Rapporto educatori-bambini
Il primo indicatore preso a riferimento è il rapporto fra educatori e bambini. Nei nidi amministrati direttamente dalle municipalità ci sono 4,5 bambini per educatore, in quelli misti 4,6, nelle strutture affidate ai privati invece 5,9. Numeri, ad ogni modo, al di sotto della soglia massima (6 bambini) fissata dalla Regione. «Il contratto di lavoro del pubblico impiego è più rigido di quello delle cooperative sociali e determina una minor flessibilità ed efficienza nella gestione dell’orario. Questo costringe le amministrazioni a utilizzare più personale di quanto ne usi il terzo settore», spiega Claudia Fiaschi , presidente di Cgm e vicepresidente del Consorzio Pan, il network nazionale di servizi per l’infanzia (280 affiliati) realizzato da Banca Intesa, Cgm, Federazione dell’impresa sociale di Compagnia delle Opere e il Consorzio Drom di Legacoop. Il contratto, più flessibile, è anche meno remunerato di quello pubblico. Da qui i costi più contenuti degli asili gestiti da terzi. Il personale delle cooperative sociali, tuttavia, fa meno assenze (93,9% di presenza in servizio) rispetto a quello comunale (88,8%).
La Corte, inoltre, esamina la spesa per la mensa e le pulizie.

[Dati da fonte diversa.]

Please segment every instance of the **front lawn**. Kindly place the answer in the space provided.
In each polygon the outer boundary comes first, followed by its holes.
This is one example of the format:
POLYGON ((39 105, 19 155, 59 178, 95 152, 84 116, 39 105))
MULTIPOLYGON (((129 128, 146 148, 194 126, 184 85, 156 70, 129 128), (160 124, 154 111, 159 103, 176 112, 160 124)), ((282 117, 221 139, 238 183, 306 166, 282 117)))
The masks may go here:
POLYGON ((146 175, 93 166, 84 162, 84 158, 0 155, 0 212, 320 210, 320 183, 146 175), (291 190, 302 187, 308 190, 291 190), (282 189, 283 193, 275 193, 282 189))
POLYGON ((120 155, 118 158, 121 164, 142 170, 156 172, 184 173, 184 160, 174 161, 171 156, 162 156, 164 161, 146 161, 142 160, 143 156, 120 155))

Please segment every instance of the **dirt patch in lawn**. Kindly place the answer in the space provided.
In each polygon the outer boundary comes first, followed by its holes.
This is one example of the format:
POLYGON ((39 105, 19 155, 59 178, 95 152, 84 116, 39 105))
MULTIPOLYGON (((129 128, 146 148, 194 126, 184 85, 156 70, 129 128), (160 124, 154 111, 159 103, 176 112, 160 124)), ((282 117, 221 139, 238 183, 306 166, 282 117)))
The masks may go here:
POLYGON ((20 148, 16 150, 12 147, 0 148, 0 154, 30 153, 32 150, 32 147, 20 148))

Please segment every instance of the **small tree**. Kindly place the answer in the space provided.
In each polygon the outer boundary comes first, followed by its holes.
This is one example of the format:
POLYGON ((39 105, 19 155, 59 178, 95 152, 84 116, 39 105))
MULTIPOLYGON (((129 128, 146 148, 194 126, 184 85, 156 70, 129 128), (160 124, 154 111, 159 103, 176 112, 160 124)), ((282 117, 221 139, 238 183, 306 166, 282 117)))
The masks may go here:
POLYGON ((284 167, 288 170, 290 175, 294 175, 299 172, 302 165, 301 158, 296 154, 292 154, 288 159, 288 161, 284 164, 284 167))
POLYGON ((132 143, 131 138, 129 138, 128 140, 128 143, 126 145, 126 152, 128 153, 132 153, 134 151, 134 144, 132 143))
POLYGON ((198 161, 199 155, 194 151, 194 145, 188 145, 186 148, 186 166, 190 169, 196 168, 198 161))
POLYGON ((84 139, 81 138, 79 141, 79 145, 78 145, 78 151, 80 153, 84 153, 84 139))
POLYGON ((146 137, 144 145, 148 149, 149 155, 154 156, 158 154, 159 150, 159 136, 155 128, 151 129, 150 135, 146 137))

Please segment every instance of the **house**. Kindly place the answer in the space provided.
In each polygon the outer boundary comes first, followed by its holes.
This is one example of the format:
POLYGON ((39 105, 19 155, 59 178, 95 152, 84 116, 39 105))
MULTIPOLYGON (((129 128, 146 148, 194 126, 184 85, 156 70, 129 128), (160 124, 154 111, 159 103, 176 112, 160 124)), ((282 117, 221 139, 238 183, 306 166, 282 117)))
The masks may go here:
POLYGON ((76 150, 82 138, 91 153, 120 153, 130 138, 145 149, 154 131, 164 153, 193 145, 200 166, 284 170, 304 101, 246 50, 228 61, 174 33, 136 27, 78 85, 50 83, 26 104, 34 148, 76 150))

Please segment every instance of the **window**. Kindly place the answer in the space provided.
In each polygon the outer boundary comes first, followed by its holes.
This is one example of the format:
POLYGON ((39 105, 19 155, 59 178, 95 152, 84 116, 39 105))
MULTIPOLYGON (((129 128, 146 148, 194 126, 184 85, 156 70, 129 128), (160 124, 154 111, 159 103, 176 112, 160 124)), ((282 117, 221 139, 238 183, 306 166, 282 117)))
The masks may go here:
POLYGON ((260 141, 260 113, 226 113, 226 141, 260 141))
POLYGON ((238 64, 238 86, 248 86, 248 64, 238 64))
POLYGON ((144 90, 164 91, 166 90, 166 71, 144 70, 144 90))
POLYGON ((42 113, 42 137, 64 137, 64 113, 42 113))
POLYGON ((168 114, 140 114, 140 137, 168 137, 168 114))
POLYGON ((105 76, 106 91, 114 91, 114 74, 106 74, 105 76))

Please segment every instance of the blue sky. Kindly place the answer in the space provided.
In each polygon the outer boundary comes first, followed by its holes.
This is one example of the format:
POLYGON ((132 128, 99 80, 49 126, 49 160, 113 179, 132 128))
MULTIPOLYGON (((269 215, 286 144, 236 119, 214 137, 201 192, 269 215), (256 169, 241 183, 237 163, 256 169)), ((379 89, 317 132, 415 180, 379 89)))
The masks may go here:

Pur non indicando dati disaggregati per le tre modalità di gestione (propria, mista, di terzi) fornisce comunque dei numeri interessanti. Il pasto, ad esempio, costa 9 euro se gestito dal Comune, 7 se esternalizzato (in tutto o in parte). Le pulizie, invece, 191 euro a metro quadro se effettuate con personale proprio, 127 se date in appalto.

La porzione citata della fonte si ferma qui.